WrapperTask and ConcatenationTask --------------------------------- Triggering multiple Task instances ################################## Luigi and luisy are using specific parameters to build unique pipelines. The same pipeline can be executed multiple times with different parameters, having different output. Different than usual, parameters of tasks are declared in the class scope. This upcoming pipeline demonstrates the usage of parameters in luisy. Other than luigi, luisy only uses the decorators :py:class:`~luigi.util.inherits` and :py:func:`~luisy.decorators.requires` to pass parameters between tasks. This keeps the code clean and prevents a lot of *boilerplate-code*. As always we start with an :py:class:`luisy.tasks.base.ExternalTask` to begin with. This time we assume we've exported some `.parquet` files to our system in our `/raw` directory.

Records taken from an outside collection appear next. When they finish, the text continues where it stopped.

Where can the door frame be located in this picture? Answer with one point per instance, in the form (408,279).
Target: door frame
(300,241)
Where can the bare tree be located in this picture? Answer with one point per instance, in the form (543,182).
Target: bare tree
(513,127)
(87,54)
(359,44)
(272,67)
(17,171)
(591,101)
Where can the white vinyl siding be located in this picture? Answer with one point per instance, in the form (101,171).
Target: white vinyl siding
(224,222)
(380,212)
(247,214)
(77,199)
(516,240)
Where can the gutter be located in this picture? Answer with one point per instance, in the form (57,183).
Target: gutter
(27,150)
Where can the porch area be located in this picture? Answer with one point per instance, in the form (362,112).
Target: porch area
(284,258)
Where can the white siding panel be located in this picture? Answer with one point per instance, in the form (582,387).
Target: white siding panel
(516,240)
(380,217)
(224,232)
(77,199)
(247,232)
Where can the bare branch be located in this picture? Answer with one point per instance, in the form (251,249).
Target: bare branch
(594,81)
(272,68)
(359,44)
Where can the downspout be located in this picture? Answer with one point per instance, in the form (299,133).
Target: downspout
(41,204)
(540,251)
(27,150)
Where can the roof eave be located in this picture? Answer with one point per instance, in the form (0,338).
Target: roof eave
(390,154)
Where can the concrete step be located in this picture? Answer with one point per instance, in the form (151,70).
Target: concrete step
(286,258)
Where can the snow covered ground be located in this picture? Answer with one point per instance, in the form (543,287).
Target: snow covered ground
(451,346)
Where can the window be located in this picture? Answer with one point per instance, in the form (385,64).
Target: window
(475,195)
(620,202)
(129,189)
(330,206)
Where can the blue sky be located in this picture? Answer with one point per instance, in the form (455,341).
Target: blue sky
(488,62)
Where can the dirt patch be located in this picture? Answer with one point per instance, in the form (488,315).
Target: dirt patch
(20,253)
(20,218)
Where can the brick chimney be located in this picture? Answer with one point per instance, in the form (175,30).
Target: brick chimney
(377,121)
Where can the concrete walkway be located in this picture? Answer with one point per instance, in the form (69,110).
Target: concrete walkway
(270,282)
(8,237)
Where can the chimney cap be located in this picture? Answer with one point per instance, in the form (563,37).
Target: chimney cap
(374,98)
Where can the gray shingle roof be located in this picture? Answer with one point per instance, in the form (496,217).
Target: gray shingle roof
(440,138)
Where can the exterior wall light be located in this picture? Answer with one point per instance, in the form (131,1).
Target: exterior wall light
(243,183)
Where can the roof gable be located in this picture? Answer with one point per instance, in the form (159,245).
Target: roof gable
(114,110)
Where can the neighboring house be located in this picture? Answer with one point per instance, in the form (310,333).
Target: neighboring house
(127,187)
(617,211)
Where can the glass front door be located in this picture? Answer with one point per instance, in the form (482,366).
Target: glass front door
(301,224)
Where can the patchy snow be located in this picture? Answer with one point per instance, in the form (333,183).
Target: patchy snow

The files are stored in separate folders, where each folder contains data of one month of data in parquet format. .. raw:: html
   /
   └──
      └── raw
         ├── Partition=2021-01
             ├── part-0001.parquet
             ├── part-0002.parquet
             └── part-0003.parquet
         ├── Partition=2021-02
             └── ...
         ├── ...
         ├── Partition=2021-09
             └── ...
         └── Partition=2021-10
             └── ...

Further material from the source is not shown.